Antigone: norm and transgression in Sophocles and Hélia Correia
Resumo
É paradigmática a determinação de Antígona, a jovem princesa que
ousou desafiar o poder instituído em nome de valores como a eusebeia ou a philia,
numa atitude heróica que lhe custou a própria vida. A literatura e os palcos portugueses
recuperaram de modo reiterado esta personagem modelar, de forma especial
no século XX, e em particular durante a vigência do regime salazarista, como
símbolo de uma liberdade desejada, mas veladamente reclamada. Hélia Correia,
fascinada pelos textos e pelas figuras da Grécia antiga, redesenhou também a filha
de Édipo, no final do século passado (cf.
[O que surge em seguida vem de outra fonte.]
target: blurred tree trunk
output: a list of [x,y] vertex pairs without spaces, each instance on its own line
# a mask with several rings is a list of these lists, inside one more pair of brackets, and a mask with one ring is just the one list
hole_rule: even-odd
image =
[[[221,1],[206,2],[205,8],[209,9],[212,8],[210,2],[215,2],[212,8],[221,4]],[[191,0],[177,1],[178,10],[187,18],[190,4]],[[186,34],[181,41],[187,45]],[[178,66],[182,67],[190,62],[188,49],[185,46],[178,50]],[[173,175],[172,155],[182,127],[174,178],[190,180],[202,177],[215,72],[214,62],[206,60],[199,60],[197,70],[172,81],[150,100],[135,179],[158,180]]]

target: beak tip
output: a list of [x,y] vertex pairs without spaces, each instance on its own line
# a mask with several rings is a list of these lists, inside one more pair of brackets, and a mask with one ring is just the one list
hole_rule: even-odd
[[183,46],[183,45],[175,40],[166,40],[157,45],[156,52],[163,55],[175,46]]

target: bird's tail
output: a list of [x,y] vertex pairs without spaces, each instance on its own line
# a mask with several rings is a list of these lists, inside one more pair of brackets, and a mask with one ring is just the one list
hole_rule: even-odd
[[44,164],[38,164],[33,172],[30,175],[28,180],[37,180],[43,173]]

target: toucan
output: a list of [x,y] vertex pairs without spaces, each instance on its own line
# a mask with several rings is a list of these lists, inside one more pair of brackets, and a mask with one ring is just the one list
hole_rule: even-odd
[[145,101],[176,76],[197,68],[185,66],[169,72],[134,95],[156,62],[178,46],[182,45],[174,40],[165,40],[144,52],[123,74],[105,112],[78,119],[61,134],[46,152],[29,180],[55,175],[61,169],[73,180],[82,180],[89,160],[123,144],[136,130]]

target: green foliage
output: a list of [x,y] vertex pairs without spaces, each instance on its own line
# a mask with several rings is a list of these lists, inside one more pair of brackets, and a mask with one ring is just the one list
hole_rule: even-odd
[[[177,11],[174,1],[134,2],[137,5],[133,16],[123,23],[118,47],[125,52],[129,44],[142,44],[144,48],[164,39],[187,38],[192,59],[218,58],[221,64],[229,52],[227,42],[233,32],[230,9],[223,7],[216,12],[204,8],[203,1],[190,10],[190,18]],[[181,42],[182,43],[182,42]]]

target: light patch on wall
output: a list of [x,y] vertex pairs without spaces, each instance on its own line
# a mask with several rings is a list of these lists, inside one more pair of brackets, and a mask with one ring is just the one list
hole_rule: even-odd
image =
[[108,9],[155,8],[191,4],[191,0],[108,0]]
Perdição: exercício sobre Antígona): “tendo‑
-a tomado ao colo desde tenra idade”, como afirma, conferiu-lhe uma tonalidade
mais pessoal, mais intimista, mas não menos contestatária - a sua rebeldia, a sua
transgressão à norma acentua-se ao nível do privado e do familiar, ao nível do universo
feminino, essencial na escrita heliana. A desconstrução do modelo sofocliano,
cujo núcleo é, todavia, claramente reconhecível, evidencia a plasticidade dos
mitos clássicos, sempre abertos a renovadas interpretações que os tornam perenes e
significativos nas mais diversas épocas e locais.